Food, beverage and consumer product manufacturers will cut about 4 billion lb. of waste from the packaging they generate between 2005 and 2020, according to a 2011 study from the Grocery Manufacturers Association (GMA), with a combination of efforts, including using fewer materials in the process, using more sustainable materials, and making more packaging that’s recyclable and that degrades faster.

Getting rid of waste from the process follows industry’s move from just considering packaging by itself and realizing that “packaging exists because of its role in the supply chain,” states Ronald Cotterman, an officer at the nonprofit American Institute for Packaging and the Environment (AMERIPEN). Recycling may be on consumers’ minds because it’s one of the sustainability efforts that is most visible to them, but manufacturers also have to consider sustainable packaging, the amount of material that goes into a package and the amount of water and energy it takes to get the product to the consumer, aspects the end user doesn’t see.

Manufacturers also must add in several other consumer-facing aspects, including convenience, safety and shelf life, Cotterman adds. The greatest innovations in food packaging are likely to come in the areas where there’s the most waste, he says, namely produce, dairy, bakery and meats.

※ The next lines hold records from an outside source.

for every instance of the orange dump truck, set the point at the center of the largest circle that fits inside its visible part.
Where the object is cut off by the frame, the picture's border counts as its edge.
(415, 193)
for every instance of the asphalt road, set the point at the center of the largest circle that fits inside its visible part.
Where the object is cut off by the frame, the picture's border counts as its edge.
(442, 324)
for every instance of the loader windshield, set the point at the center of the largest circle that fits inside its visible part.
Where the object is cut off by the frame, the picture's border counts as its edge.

Cotterman, who is sustainability vice president at global packaging provider Sealed Air Corp., says the industry is likely to see future efforts on sustainability to focus on three key areas: Labeling; portioning; and extending shelf life.

Currently, confusion over the meaning of “sell by,” “use by” and “best by” dates often leads consumers to throw food away when it’s still good, and cutting waste in that area will mean clearing up that confusion, Cotterman says. “We need to understand how to better date things, so consumers understand and so they reflect the actual shelf life,” he explains. “That’s an area that’s poised for reform, and I think we will start to see a lot of experimentation.”

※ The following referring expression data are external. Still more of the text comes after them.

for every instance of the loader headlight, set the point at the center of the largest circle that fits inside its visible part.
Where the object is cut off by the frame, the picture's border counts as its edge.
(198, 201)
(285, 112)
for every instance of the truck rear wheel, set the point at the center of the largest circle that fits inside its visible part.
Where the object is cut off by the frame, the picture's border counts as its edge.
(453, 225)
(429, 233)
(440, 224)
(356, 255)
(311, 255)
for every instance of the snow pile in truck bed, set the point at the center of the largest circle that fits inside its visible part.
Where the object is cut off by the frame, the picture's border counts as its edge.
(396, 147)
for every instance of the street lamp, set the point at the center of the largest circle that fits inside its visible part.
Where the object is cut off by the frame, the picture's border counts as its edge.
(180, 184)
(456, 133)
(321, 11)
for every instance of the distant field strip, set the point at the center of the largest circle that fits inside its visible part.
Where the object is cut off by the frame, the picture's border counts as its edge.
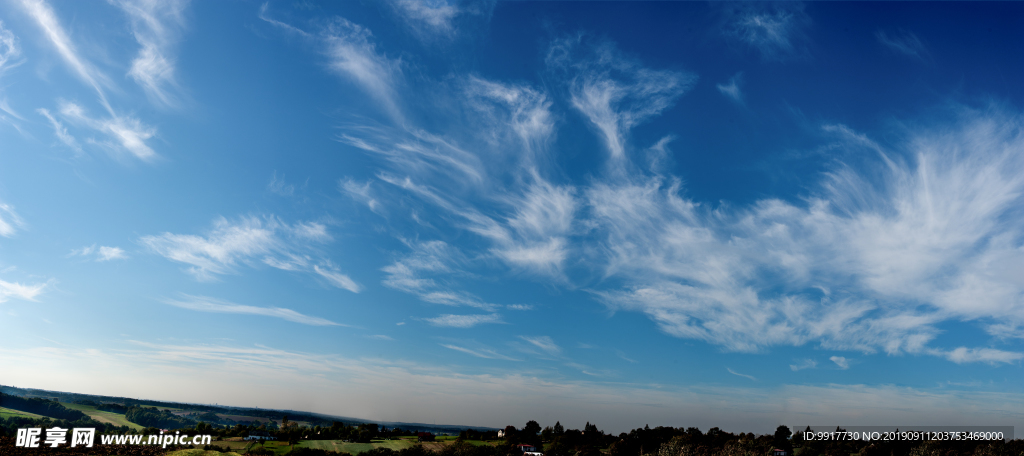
(9, 413)
(104, 417)
(353, 448)
(200, 453)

Next is portioning. Packaging that gives consumers a better way to use only what they need when they need it, like resealable packages and individual portion packaging, will be a growing area. For example, shoppers at Costco used to buy big value packages of chicken pieces, which they would either have to use all at once or repackage into smaller portions at home. Now, the chicken is available in perforated packaging that allows users to tear off only what they need at a time. “With that concept, you can keep the chicken in the package and it will last longer,” Cotterman says.

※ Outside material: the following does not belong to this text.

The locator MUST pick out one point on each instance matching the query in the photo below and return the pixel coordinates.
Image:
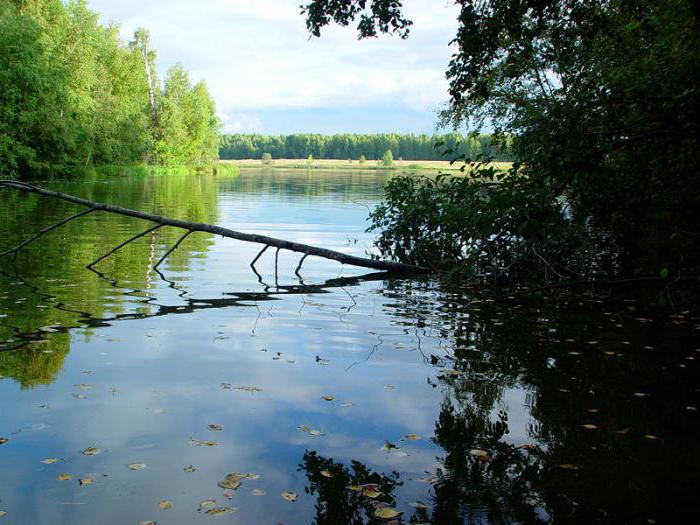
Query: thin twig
(301, 261)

Finally, extended shelf life technology will create products that last longer. That’s been an issue for shippers, but now manufacturers and retailers are searching for solutions that keep food fresh on the shelf for longer periods. “In the supply chain, there’s a growing sense that we need to give consumers more shelf time,” he points out.

Along with innovation, the food industry needs to educate consumers on the best ways to store certain foods for optimum freshness and shelf life, including which items need refrigeration and which do better on the counter or in a cabinet, Cotterman says.